Production takes place in more than 300 hydropower plants in Norway, Sweden, Germany, UK, Turkey, as well as several countries in South America and Asia. Statkraft is involved in other hydropower projects in the Nordic region and Southeast Europe. The company is developing new production capacity in selected countries in South America and Asia.

=== Wind power ===
Wind power is a renewable and emission free energy resource. The EU has set ambitious goals for the reduction of emissions and the development of renewable energy. Statkraft owns wind power plants in Germany and France.

=== Solar power ===
Solar power will be an even more important energy source in the future. Statkraft has worked with solar energy since 2010 and has solar power plants in India and the Netherlands.
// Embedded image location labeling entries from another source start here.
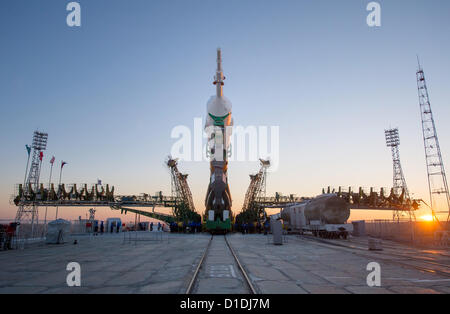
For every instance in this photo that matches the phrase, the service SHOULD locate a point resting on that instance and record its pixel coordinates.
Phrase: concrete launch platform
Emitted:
(302, 265)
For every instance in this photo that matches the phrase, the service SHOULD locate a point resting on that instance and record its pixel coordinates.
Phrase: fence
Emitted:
(417, 232)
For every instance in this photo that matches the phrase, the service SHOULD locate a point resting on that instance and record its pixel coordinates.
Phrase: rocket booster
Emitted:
(218, 127)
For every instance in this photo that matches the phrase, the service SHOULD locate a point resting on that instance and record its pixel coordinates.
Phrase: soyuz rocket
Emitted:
(218, 127)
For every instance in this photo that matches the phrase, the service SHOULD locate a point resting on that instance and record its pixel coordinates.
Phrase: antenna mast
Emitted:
(437, 180)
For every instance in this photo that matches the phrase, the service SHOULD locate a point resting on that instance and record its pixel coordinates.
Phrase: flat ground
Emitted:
(302, 265)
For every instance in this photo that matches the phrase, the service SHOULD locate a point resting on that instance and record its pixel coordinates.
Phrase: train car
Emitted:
(324, 216)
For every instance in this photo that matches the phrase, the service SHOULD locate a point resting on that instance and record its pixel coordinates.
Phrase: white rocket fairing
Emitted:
(218, 127)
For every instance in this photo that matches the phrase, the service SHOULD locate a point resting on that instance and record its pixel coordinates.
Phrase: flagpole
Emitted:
(49, 183)
(59, 185)
(26, 170)
(37, 189)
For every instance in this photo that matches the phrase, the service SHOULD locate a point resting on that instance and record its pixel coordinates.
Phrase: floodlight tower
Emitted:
(437, 180)
(39, 144)
(393, 141)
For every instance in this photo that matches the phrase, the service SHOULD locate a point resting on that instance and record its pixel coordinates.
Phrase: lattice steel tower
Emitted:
(400, 187)
(31, 184)
(437, 181)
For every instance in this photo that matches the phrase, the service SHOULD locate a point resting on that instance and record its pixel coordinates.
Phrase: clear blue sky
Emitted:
(110, 92)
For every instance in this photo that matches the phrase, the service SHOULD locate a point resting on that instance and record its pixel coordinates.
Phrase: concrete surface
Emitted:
(300, 266)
In November 2020, Statkraft announced it had acquired Solarcentury for NOK 1.45 billion, taking full control of the company and its solar production facilities in Europe and South America.

=== District heating ===

District heating is a separate energy system that forms a natural part of the energy supply for towns and cities and densely populated areas. District heating based on renewable energy sources can have a positive environmental effect. Through the subsidiary Statkraft Varme, the Statkraft Group owns and operates a number of district heating plants in Norway and Sweden.